Chemistry indeed was my fave in my early days of college. There was a lot new to learn and experience every time we did a practical back in those old labs. We learned the difference between acids and bases, what is titration, what are compounds, its equations, calculations and so on. Every solution and every theory seems never-ending in the books of chem! There is always a room for some mix 'n' match, mumbo-jumbo of chemicals and excogitations of unfathomable possibilities.

Defining Redox Titration
Two things in a redox titration are essential to help define the word alone. One is the titrant and the other is substance participating in the reaction. This two things are formerly important to commence a reaction. Well there are other components equally important as well, but they are introduced when the reaction just begins. Technically, this titration is also called an oxidation-reduction titration. This means that the redox titration is in between titrant and an analyst. Determining process is done by using a potentiometer and or a redox indicator.

The process is too simple for any sort of insurrection to come up. It's the titration of an oxidizing agent by a reducing agent and contrariwise. In general there are various types of redox titration where in there compulsorily has to be a solution passing through a reducing agent. In most of the cases its starch is used as an indicator. There in a blue starch-iodine composite is formed only when there is a presence of an excess amount of iodine. This is one of the useful redox indicator stating the termination of the chemical reaction.

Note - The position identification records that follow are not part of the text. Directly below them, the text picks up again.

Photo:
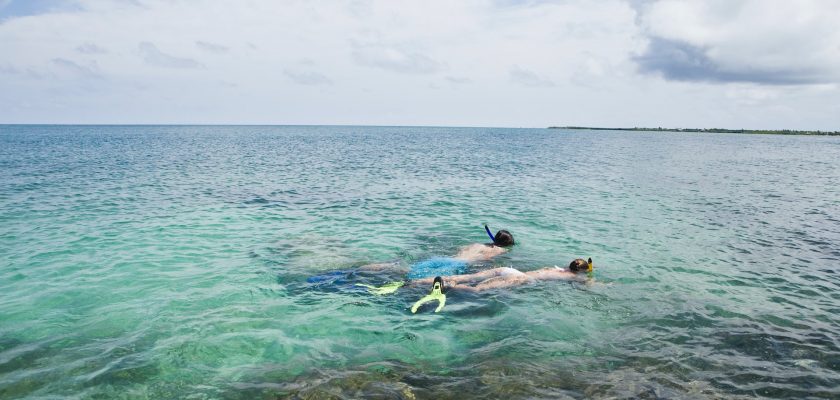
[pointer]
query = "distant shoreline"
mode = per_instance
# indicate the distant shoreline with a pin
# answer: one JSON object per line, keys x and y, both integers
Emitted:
{"x": 709, "y": 130}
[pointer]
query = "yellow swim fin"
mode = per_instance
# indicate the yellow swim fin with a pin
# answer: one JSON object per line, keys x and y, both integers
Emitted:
{"x": 436, "y": 294}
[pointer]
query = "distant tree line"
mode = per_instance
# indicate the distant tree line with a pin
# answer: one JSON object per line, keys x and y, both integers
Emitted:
{"x": 706, "y": 130}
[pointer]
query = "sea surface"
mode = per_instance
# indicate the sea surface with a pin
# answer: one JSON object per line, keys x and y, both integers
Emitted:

Why is this Titration Used?
Well the whole purpose of using this titration method is simple. All you have to do is discover the quantity of the reacting substance in the reaction. This will lead you to calculate all the chemical reactions and help you come to an appropriate deduction. For performing a redox reaction you need to bring together an acid and a base. An acid-base reaction caters much better results and is known to be more suited in the domain of titration.

Redox Titration Problems

Problem #1: The amount of Fe²⁺ (aq) in an FeSO₄ (aq) solution can be determined by a titration having a solution containing a known concentration of Ce⁴⁺ (aq). Thus the determination is based on this reaction:

Reaction: Fe²⁺ (aq) + Ce⁴⁺ (aq) -----> Fe³⁺ (aq) + Ce³⁺ (aq). It is given that it requires 37.50 mL of 0.09650 M Ce⁴⁺ (aq) to oxide the Fe²⁺ (aq) in a 35.00 mL sample to Fe³⁺ (aq). Now calculate the molarity of Fe²⁺ (aq) and also the number of milligrams of iron in the given sample.

Solution
#1 Determine the amount of Ce(IV) which reacts:
(0.09650 mol/L) (0.03750 L) = 0.00361875 mol

#2 Determine the amount of iron(II) ion which reacts:
There is a 1:1 molar ratio in between Fe(II) and Ce(IV), thus;
0.00361875 mol of Fe(II) reacts.

#3 Determine the molarity by using the molarity formula:
0.00361875 mol/ 0.03500 L = 0.1034 M

#4 Determine milligrams:
0.00361875 mol times 55.845 b/mol= 0.2021 g = 202.1 mg

Problem #2: This problem has a rock sample which is to be assayed for a tin content by an oxidation-reduction titration with I₃^- (aq). A 10.00 g of rock sample is crushed and dissolved in sulfuric acid which is then passed over a reducing agent so that the whole tin is in the form of Sn²⁺. The Sn²⁺ (aq) is now completely oxidized by 34.60 mL of a 0.5560 M solution of NaI₃. Thus the determination is based on this reaction:
I₃^- (aq) + Sn²⁺ (aq) -----> Sn⁴⁺ (aq) + 3I₃^- (aq). Now calculate the amount of tin in the sample and also its mass percentage in the rock.

Solution
#1 Determine the amount of triiodide used:
(0.5560 mol/L) (0.03460 L) = 0.0192376 mol of I₃^- reacted.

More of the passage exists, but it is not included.